= Elizabeth Diaz Rechebei =

Northern Mariana Islander academic

Elizabeth Diaz Rechebei (born 1949) is a Northern Mariana Islander academic. One of the first Chamorro women to receive a graduate education, she went on to hold several educational leadership roles on the islands, including director of the Trust Territory of the Pacific Islands' Department of Education and head of the Northern Mariana Islands' public school system.

== Early life and education ==
Elizabeth Diaz Rechebei was born on Saipan in 1949. She was the first child of six born to a Chamorro father, Francisco Diaz, and a Japanese mother, Reiko Tanaka Diaz. Elizabeth grew up in the village of Chalan Kanoa and attended Saipan's Mount Carmel School, graduating in 1968 alongside future politician Felicidad Ogumoro. As a high school student, she worked as a clerk for the Congress of Micronesia.

In a fairly uncommon move for women in her community at the time, she enrolled at the University of Guam, becoming one of the first two Micronesians to receive a scholarship from the Guamanian government. In 1972, she graduated with a psychology degree. After working for two years, she pursued graduate studies at the University of Hawaii, completing a master's in educational psychology in 1976, which made her one of the first women in the Northern Mariana Islands to earn a master's of arts. Decades later, she went back to school and earned a doctorate of education from the University of California, San Diego, in 2003.

== Career ==
After graduating from the University of Hawaii, Rechebei returned home and began what would become a long career with the Trust Territory of the Pacific Islands' Department of Education. After around a decade of working for the Education Department, overseeing testing across the territory and developing a local achievement testing system, she was appointed as the department's deputy director. Shortly thereafter, in 1984, she was promoted to director of the Department of Education, becoming the first woman and the youngest person to fill the role. She remained in the position until the dissolution of the Trust Territory in 1987. She later became director of the Northern Mariana Islands' public school system, but was removed in 1991 amid a teacher strike. After finishing her career as a public servant, she went into private consulting.

Rechebei is also known for her 1997 survey of Palauan history, History of Palau: Heritage of an Emerging Nation, written in collaboration with historian Samuel F. McPhetres. She later helped lead an effort to update the Chamorro–English Dictionary. In 2009, she received a Governor's Humanities Award for her efforts to preserve local culture.

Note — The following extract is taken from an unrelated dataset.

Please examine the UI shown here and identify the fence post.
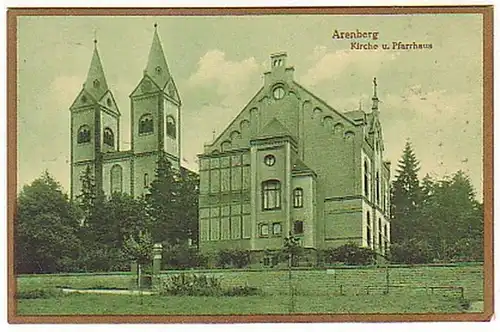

Over several decades, she has worked with various regional organizations and served on different boards across the islands seeking to improve educational access and gender equity, including the Northern Marianas College Board of Regents and the Commission of the islands' public school system. She also helped establish the first public library in the Northern Mariana Islands and the NMI Museum of History and Culture.